Significantly, U.S. Labor Secretary Eugene Scalia stated that stopping the inclusion of Chinese assets in the Thrift Savings Plan was necessary because it, “would place millions of federal employees, retirees, and service-members in the untenable position of choosing between forgoing any investment in international equities or placing billions of dollars in retirement savings in risky companies that pose a threat to U.S. national security.”

Secretary Scalia’s statement matters because the Labor Department also has a legal responsibility to ensure that private retirement investments are suitable, and under the same rationale used to urge federal retirement accounts be protected from unsafe Chinese investment, the Department should immediately end all private retirement investments in Chinese assets.  The Secretary can do this simply by amending the current pending “Financial Factors in Selecting Plan Investments” regulation to disqualify all companies that do not adhere to the transparency requirements of Dodd-Frank and Sarbannes-Oxley.

The obvious question is if Chinese assets are too risky for inclusion in the federal TSP, why would they be allowed to be included in private 401(K) investments where the same argument directly applies?
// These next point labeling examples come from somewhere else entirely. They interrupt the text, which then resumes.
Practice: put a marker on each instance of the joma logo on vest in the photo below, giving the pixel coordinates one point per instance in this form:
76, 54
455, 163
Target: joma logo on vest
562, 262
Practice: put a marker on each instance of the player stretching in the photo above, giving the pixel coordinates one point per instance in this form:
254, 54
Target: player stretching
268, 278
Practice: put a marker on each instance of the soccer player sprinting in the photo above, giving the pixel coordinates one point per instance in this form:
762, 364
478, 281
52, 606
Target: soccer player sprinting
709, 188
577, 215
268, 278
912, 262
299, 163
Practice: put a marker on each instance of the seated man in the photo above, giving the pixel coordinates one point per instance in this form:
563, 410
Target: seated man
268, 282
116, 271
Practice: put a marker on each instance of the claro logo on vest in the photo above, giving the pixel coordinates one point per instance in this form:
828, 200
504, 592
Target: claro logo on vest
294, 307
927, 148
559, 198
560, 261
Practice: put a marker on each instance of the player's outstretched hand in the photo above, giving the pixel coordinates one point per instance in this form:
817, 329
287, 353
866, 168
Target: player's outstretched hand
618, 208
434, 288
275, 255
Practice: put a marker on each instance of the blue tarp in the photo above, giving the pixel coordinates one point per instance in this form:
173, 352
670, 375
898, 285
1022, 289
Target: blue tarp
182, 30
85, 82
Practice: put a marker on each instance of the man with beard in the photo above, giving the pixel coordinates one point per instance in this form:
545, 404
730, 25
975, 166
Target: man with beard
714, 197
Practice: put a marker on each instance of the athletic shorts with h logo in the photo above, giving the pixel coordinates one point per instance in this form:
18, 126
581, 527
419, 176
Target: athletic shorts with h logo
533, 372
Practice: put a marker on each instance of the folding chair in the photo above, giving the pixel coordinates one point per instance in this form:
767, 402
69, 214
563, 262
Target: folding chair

The answer is that they are not, and under ERISA it is the Labor Department’s job to protect private sector retirement specific investments or pensions from choices that are unsuitably risky.
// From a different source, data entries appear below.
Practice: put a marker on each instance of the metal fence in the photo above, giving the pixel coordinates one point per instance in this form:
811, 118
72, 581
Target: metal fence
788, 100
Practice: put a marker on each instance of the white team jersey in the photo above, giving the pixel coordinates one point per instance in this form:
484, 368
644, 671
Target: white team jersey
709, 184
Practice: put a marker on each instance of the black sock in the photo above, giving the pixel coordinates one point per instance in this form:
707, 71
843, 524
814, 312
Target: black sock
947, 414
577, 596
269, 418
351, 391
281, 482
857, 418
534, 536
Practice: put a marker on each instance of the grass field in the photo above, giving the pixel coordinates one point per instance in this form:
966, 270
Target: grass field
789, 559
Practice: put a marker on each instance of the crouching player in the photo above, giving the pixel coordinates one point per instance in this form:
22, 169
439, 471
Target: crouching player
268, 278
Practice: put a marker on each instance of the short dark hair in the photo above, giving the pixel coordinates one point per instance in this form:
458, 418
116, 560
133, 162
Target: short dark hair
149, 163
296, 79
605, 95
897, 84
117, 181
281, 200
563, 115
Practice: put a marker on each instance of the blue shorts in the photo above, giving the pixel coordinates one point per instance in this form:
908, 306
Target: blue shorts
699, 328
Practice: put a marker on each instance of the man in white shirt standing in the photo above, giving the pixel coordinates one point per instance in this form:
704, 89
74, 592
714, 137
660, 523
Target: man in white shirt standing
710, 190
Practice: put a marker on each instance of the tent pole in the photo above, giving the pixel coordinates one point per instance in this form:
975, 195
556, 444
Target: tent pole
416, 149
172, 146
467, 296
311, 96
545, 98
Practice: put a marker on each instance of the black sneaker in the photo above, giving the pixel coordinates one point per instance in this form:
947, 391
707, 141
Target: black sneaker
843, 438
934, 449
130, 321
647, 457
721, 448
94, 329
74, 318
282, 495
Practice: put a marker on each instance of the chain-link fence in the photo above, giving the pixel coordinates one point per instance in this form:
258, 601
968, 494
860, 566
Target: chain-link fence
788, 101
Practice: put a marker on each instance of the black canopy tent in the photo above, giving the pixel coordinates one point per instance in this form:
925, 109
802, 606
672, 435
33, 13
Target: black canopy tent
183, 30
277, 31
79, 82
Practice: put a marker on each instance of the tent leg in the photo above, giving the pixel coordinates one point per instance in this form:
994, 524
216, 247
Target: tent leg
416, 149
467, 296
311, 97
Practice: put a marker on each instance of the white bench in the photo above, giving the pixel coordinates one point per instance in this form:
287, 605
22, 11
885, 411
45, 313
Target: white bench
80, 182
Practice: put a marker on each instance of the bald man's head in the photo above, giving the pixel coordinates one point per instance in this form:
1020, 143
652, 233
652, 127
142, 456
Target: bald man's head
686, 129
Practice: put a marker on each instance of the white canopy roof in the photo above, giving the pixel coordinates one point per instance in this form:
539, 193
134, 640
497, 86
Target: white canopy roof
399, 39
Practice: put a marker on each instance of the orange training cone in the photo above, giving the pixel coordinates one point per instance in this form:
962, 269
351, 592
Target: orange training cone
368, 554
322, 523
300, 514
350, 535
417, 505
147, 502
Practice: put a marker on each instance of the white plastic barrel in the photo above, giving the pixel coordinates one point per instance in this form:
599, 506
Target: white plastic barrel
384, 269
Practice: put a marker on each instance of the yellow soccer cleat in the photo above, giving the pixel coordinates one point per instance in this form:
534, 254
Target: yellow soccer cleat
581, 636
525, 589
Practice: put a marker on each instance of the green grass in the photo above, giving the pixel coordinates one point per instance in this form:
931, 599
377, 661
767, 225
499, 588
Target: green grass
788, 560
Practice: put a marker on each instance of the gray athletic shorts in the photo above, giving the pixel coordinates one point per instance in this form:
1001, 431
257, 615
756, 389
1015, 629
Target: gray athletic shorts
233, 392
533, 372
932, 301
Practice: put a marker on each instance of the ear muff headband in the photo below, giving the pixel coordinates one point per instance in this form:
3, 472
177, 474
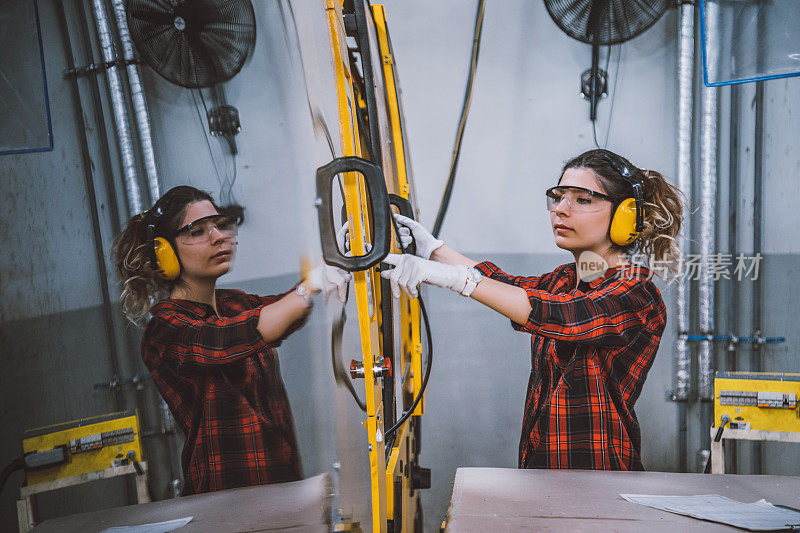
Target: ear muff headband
628, 219
163, 258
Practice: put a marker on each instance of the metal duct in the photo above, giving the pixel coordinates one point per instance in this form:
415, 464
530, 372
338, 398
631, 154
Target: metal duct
707, 208
685, 108
120, 113
684, 177
139, 103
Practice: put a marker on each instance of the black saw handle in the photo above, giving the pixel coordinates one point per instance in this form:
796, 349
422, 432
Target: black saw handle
379, 205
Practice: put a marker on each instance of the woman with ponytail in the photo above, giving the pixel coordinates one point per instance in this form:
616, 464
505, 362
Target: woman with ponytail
595, 324
211, 352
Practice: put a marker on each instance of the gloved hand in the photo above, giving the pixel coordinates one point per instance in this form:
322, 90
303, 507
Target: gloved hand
426, 243
326, 279
410, 271
343, 239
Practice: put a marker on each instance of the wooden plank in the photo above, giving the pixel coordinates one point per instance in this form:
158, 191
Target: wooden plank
79, 479
755, 434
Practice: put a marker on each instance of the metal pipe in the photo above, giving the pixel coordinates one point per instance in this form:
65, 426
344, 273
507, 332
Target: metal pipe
121, 125
685, 108
709, 104
88, 171
733, 237
139, 102
88, 175
758, 157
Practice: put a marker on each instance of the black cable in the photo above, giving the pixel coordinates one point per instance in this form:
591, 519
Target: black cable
429, 361
594, 122
613, 94
476, 45
428, 366
723, 422
13, 466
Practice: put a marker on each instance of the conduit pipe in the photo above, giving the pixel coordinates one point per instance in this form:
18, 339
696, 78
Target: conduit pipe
121, 125
707, 214
684, 178
139, 102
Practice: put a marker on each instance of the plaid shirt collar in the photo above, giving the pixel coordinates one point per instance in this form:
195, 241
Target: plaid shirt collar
200, 309
619, 270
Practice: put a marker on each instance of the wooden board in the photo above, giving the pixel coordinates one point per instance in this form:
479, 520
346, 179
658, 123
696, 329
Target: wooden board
498, 499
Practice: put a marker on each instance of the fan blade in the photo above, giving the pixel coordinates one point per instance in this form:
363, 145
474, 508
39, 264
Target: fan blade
153, 17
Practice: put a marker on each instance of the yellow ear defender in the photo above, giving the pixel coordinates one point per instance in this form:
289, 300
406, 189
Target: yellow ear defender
164, 260
623, 223
167, 264
628, 219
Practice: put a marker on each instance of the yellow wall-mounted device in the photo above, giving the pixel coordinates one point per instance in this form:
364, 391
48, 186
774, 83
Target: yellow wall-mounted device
91, 444
764, 401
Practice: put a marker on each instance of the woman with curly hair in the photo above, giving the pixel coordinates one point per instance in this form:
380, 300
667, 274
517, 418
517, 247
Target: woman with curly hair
595, 323
211, 352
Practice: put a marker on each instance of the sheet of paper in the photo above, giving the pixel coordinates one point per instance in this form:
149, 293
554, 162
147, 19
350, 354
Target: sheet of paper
160, 527
756, 516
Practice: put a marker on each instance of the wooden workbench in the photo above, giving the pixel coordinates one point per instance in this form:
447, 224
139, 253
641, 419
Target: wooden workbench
499, 499
288, 507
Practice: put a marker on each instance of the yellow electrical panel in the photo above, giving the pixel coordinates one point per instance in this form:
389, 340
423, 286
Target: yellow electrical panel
92, 444
762, 401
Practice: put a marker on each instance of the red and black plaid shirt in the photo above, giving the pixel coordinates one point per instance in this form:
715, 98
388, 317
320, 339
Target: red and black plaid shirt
222, 383
592, 347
In a July 7 letter from National Security Advisor Robert O’Brien and Larry Kudlow, Director of the National Economic Council to the head of the U.S. Railroad Retirement Board, they state,d “The NRRI’s Trust’s investment in the PRC exposes the retirement funds of railroad workers to significant and unnecessary economic risk.”

Once again the question is why should private pension investments be allowed to be put into this risk when other public retirement funds are being urged to protect their retirees by ending these investments?
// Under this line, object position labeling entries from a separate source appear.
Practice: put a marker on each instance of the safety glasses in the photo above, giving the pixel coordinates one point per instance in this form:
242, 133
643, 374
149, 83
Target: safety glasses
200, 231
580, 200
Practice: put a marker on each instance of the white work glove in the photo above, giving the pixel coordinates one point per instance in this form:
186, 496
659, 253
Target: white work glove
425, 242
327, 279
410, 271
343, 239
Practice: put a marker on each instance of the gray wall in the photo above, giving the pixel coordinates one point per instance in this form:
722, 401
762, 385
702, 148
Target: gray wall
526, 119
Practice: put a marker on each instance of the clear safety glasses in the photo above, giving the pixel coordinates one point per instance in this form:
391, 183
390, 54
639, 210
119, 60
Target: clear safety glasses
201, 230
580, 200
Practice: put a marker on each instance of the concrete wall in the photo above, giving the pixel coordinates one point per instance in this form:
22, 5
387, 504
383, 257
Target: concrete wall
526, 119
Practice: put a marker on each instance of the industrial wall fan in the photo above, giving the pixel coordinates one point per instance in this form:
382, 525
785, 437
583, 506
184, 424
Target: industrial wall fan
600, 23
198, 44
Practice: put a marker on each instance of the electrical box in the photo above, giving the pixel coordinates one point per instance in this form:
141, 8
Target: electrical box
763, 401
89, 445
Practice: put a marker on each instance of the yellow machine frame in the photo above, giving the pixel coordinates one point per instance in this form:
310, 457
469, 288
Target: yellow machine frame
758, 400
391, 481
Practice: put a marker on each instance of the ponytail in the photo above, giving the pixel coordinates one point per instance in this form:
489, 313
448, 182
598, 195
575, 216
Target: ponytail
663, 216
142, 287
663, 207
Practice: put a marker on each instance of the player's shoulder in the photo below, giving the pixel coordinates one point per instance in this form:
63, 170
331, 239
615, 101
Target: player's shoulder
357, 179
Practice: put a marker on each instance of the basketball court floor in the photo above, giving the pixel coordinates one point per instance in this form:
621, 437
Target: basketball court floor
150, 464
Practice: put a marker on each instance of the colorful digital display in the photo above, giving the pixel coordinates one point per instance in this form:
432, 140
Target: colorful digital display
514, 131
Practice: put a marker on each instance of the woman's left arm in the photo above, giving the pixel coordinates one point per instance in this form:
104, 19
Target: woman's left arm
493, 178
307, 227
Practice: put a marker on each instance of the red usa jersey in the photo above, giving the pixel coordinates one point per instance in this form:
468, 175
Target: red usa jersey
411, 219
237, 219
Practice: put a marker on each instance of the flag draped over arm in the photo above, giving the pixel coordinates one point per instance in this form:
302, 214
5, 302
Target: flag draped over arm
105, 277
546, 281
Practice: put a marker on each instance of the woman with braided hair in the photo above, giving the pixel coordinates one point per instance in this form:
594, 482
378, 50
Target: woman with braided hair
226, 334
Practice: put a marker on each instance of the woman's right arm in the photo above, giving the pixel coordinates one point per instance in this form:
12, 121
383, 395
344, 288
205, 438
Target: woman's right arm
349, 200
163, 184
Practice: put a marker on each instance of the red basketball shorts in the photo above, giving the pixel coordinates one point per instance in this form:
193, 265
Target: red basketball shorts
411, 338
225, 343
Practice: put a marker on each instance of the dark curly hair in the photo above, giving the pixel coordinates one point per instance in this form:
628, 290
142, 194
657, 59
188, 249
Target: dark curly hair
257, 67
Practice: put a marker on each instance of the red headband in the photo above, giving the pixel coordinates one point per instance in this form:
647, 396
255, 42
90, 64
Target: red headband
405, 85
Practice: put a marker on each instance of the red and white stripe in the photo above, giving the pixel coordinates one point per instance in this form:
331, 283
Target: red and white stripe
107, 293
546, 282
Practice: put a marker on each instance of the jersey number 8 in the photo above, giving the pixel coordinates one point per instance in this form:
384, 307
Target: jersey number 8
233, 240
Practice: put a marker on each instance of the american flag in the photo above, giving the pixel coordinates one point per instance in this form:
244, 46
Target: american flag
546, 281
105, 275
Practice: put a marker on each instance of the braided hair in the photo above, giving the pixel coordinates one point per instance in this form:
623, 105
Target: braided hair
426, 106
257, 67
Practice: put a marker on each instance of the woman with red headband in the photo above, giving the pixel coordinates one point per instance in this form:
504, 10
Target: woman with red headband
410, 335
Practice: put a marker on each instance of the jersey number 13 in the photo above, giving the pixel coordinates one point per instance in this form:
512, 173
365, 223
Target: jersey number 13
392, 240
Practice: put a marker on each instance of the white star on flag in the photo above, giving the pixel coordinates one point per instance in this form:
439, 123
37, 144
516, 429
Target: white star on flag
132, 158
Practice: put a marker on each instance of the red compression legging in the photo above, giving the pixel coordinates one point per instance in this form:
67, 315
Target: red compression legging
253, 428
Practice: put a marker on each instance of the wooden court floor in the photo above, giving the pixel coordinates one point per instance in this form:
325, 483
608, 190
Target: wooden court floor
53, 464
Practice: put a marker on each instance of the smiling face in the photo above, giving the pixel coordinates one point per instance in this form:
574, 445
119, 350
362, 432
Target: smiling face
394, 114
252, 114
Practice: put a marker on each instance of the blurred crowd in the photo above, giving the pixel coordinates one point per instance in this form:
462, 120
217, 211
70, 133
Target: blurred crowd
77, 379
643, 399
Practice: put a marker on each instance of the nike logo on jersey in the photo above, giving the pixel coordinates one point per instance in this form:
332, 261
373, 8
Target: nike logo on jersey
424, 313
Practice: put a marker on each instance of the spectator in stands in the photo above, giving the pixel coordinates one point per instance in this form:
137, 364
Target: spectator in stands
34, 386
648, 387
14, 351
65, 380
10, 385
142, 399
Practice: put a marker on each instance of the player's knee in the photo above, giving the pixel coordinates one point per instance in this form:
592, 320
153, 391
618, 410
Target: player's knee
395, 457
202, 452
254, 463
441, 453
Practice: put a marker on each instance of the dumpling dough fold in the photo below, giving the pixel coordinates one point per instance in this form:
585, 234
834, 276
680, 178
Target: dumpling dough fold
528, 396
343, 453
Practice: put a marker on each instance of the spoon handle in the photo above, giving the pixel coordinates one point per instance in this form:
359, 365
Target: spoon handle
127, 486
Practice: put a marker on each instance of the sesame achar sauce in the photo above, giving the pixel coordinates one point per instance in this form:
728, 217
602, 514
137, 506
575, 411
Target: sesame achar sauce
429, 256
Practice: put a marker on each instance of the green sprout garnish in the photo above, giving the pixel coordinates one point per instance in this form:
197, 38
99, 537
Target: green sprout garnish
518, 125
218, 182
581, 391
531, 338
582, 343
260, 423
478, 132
O’Brien and Kudlow continue by citing the exact transparency risk which directly puts Chinese assets in conflict with both the letter and intent of ERISA, “Another key reason why the NRI Trust’s investments in PRC companies expose American railroad retirees to substantial economic risk is because the Chinese government prevents companies with Chinese operations listed on U.S. exchanges from complying with applicable U.S. securities laws, leaving investors without the benefit of important protections.”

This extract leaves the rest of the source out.